Since it does not require propellant, other cargo can be loaded onto the spacecraft, increasing the spacecraft's carrying capacity. Also, if it is possible to secure electric power using solar cells in outer space, it will be possible to accelerate, decelerate, and change direction semi-permanently.

(Appendix)
This specification discloses at least the following propulsion devices.
(Section 1)
a first conductor and a second conductor that are spaced apart and fixed;
a power supply that outputs an alternating current,
A propulsion device configured such that an alternating current output from the power supply flows through the first conducting wire and the second conducting wire with a phase difference of 90 degrees.
(Section 2)
a distributor that divides the alternating current output from the power supply into two;
2. The propulsion system of claim 1, further comprising: a phase shifter that provides a 90 degree phase difference between the two alternating currents split by the splitter.
(Section 3)
3. The propulsion device according to claim 2, further comprising a selector switch for advancing or delaying the phase of the alternating current flowing through the first conductor by 90 degrees with respect to the phase of the alternating current flowing through the second conductor. .
(Section 4)
4. The propulsion device according to any one of items 1 to 3, wherein each of the first conducting wire and the second conducting wire is bundled in a coil shape.
(Section 5)
5. A propulsion device as set forth in claim 4, wherein said first lead and said second lead each comprise a capacitor for LC resonance with the inductance of said coiled structure at the output frequency of said power supply.
(Section 6)
6. The propulsion device according to claim 4 or 5, wherein each of the coil-shaped structure formed by the first conductor and the coil-shaped structure formed by the second conductor has a magnetic core made of a magnetic material on a central axis thereof.

Although the present embodiment has been described above, the present invention is not limited to such a specific embodiment, and various modifications and changes can be made within the scope of the gist of the present invention described in the claims. It is possible.

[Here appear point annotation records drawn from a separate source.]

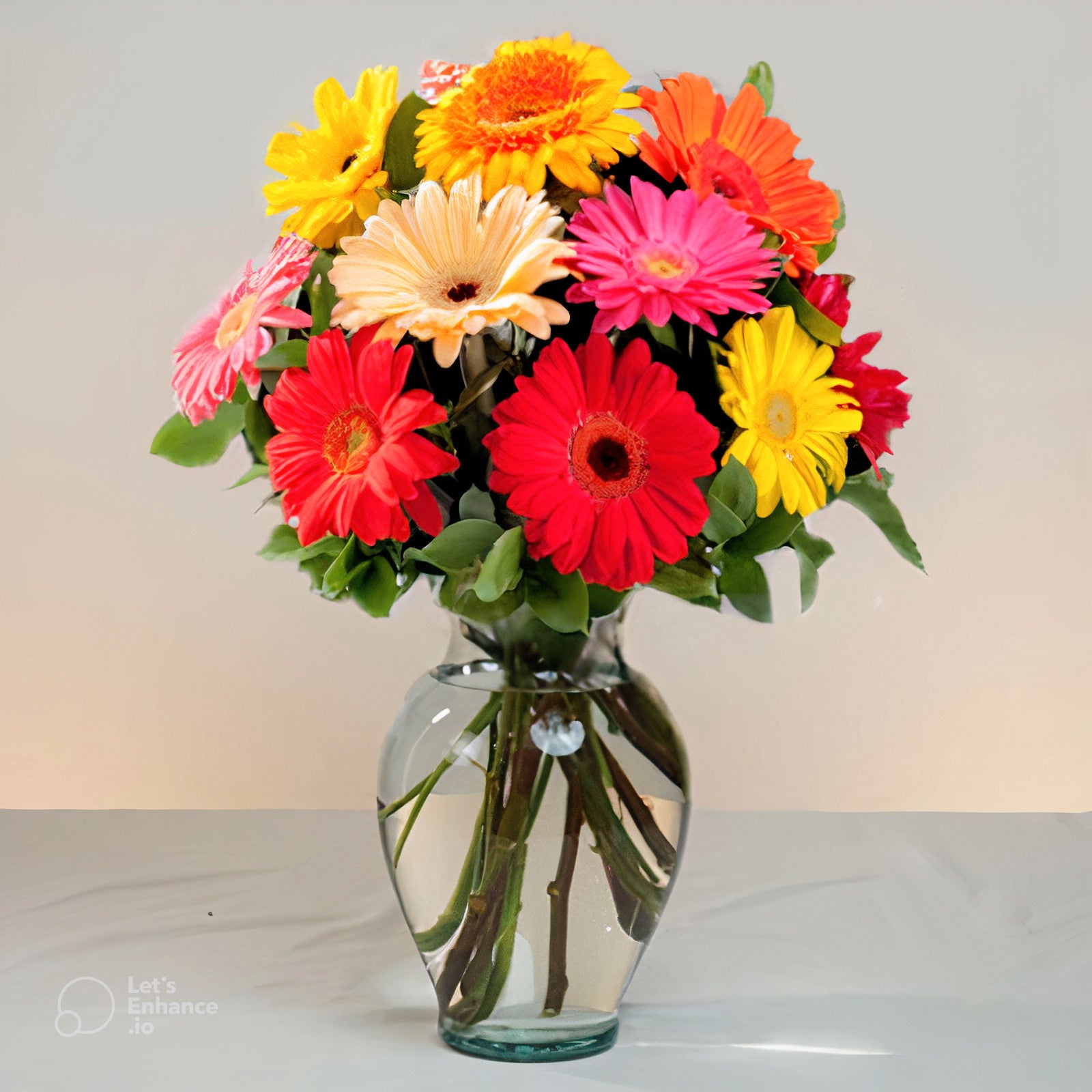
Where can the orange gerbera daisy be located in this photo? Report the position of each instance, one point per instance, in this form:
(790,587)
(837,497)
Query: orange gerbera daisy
(736,151)
(544,104)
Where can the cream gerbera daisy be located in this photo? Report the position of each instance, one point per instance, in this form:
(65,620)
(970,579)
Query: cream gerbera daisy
(793,418)
(442,268)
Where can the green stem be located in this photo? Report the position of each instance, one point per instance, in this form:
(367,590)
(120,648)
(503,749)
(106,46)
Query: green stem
(557,982)
(433,939)
(484,717)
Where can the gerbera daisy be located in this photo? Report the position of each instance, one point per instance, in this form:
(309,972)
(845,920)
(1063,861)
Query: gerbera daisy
(601,455)
(232,336)
(442,268)
(793,418)
(544,104)
(347,455)
(736,151)
(332,172)
(827,293)
(655,256)
(884,407)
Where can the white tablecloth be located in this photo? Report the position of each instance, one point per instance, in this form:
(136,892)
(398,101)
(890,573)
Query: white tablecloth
(800,953)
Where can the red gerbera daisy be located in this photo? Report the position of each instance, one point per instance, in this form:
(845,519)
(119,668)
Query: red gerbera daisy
(882,405)
(347,457)
(828,293)
(601,456)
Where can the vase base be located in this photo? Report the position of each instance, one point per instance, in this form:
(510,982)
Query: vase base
(502,1043)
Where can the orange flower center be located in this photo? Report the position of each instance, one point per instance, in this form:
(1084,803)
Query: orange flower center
(779,415)
(235,322)
(352,440)
(523,98)
(607,459)
(665,263)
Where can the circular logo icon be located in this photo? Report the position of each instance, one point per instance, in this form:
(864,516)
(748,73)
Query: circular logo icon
(69,1022)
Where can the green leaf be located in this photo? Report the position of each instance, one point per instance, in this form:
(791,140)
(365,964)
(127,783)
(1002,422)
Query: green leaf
(258,429)
(764,534)
(871,496)
(259,470)
(402,145)
(375,587)
(476,505)
(458,545)
(811,553)
(762,78)
(500,571)
(560,600)
(284,546)
(826,249)
(344,567)
(289,354)
(735,489)
(786,294)
(320,292)
(689,580)
(744,582)
(722,523)
(603,601)
(187,445)
(664,334)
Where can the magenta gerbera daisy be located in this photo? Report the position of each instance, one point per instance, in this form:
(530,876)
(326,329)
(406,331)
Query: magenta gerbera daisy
(227,341)
(601,455)
(655,255)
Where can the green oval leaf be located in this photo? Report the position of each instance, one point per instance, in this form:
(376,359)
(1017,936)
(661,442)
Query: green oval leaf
(560,600)
(458,545)
(403,174)
(186,445)
(786,294)
(500,571)
(762,79)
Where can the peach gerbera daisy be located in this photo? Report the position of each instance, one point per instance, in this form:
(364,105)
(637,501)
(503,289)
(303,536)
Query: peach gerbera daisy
(544,104)
(736,151)
(442,268)
(332,172)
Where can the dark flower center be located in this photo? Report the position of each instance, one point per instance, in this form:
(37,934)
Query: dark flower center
(463,291)
(606,459)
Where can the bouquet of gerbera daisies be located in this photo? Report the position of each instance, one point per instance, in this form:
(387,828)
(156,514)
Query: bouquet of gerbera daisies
(542,338)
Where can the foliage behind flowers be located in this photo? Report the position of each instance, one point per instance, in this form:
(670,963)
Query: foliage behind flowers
(652,384)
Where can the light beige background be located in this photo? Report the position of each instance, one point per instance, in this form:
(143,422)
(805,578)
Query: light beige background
(150,660)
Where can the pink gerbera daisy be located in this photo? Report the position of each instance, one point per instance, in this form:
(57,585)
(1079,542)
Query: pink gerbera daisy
(232,336)
(655,256)
(347,456)
(601,456)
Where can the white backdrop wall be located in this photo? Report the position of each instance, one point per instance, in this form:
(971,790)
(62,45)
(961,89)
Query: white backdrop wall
(150,660)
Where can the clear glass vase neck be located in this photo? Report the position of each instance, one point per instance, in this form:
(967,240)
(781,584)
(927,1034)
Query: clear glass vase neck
(522,652)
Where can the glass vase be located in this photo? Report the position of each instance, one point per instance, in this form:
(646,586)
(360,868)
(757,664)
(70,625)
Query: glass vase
(533,803)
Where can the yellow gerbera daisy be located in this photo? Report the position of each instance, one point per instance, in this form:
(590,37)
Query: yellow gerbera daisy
(793,418)
(442,268)
(547,103)
(332,172)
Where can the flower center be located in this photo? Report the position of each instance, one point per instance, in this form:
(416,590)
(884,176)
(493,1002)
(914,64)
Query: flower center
(460,293)
(665,263)
(779,415)
(607,459)
(235,322)
(351,440)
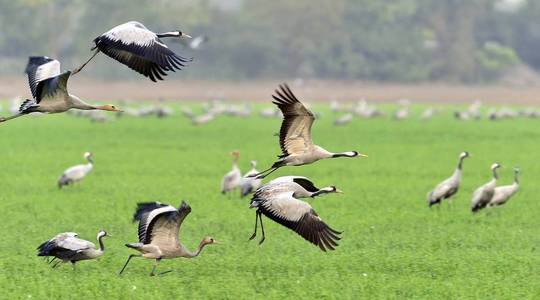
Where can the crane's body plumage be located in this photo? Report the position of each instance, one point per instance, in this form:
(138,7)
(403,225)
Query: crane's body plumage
(448,187)
(502,194)
(159,227)
(295,134)
(49,90)
(68,247)
(140,49)
(482,195)
(279,202)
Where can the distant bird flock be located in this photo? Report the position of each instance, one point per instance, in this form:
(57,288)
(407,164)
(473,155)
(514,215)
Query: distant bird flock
(279,200)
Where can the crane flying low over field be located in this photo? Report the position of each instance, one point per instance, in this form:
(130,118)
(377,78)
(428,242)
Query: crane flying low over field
(279,201)
(159,225)
(49,90)
(295,134)
(133,45)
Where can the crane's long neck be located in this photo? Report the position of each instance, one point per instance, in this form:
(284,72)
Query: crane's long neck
(80,104)
(345,154)
(325,190)
(460,163)
(169,34)
(495,175)
(197,251)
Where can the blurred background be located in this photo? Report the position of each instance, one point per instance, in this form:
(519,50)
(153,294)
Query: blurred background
(403,43)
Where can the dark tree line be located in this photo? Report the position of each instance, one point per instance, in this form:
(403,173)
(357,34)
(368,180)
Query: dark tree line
(385,40)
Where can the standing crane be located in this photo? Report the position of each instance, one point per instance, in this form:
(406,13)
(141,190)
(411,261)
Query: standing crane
(49,90)
(69,248)
(502,194)
(482,195)
(159,225)
(295,134)
(279,201)
(76,173)
(133,45)
(450,186)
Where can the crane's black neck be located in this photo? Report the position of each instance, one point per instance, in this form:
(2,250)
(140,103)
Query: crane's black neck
(169,34)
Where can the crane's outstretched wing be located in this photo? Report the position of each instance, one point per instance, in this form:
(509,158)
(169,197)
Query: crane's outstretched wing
(160,223)
(295,132)
(40,68)
(140,49)
(300,217)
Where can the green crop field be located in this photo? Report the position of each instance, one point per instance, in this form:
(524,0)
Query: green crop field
(393,245)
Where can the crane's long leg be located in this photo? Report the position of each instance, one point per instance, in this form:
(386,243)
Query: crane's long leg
(155,266)
(262,229)
(83,65)
(256,222)
(127,262)
(2,119)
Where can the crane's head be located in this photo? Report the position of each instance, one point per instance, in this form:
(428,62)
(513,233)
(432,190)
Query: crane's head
(495,166)
(183,34)
(108,107)
(208,240)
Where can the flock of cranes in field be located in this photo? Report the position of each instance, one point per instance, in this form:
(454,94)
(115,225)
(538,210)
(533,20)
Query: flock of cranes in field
(279,200)
(487,195)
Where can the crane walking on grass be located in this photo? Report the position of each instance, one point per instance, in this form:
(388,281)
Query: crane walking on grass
(502,194)
(482,196)
(49,90)
(159,225)
(69,248)
(450,186)
(295,135)
(133,45)
(279,201)
(76,173)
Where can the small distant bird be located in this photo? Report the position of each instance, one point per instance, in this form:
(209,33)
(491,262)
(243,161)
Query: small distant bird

100 propulsion device 200 spacecraft 1, 2 currents 10, 20 conducting

wires

15, 25 coils 16, 26

capacitors

31, 32, 33, 34, 61, 62, 63, 64

phase shifters

35, 36, 65, 66 selector switch 40 Distributor 50 High frequency power supply

Claims

a first conductor and a second conductor that are spaced apart and fixed;
a power supply that outputs an alternating current,
A propulsion device configured such that an alternating current output from the power supply flows through the first conducting wire and the second conducting wire with a phase difference of 90 degrees.
a distributor that divides the alternating current output from the power supply into two;
2. The propulsion system of claim 1, further comprising: a phase shifter that imparts a 90 degree phase difference between the two alternating currents split by the splitter.
3. The propulsion device according to claim 2, further comprising a selector switch for advancing or delaying the phase of the alternating current flowing through the first conductor by 90 degrees relative to the phase of the alternating current flowing through the second conductor. .
4. A propulsion device according to any one of claims 1 to 3, wherein the first wire and the second wire are each bundled into a coil.
5. A propulsion device as claimed in claim 4, wherein the first conductor and the second conductor each comprise a capacitor for LC resonance with the inductance of the coiled structure at the output frequency of the power supply.
6. The propulsion device according to claim 4 or 5, wherein the coiled structure of the first conductor and the coiled structure of the second conductor each have a magnetic core made of a magnetic material on a central axis.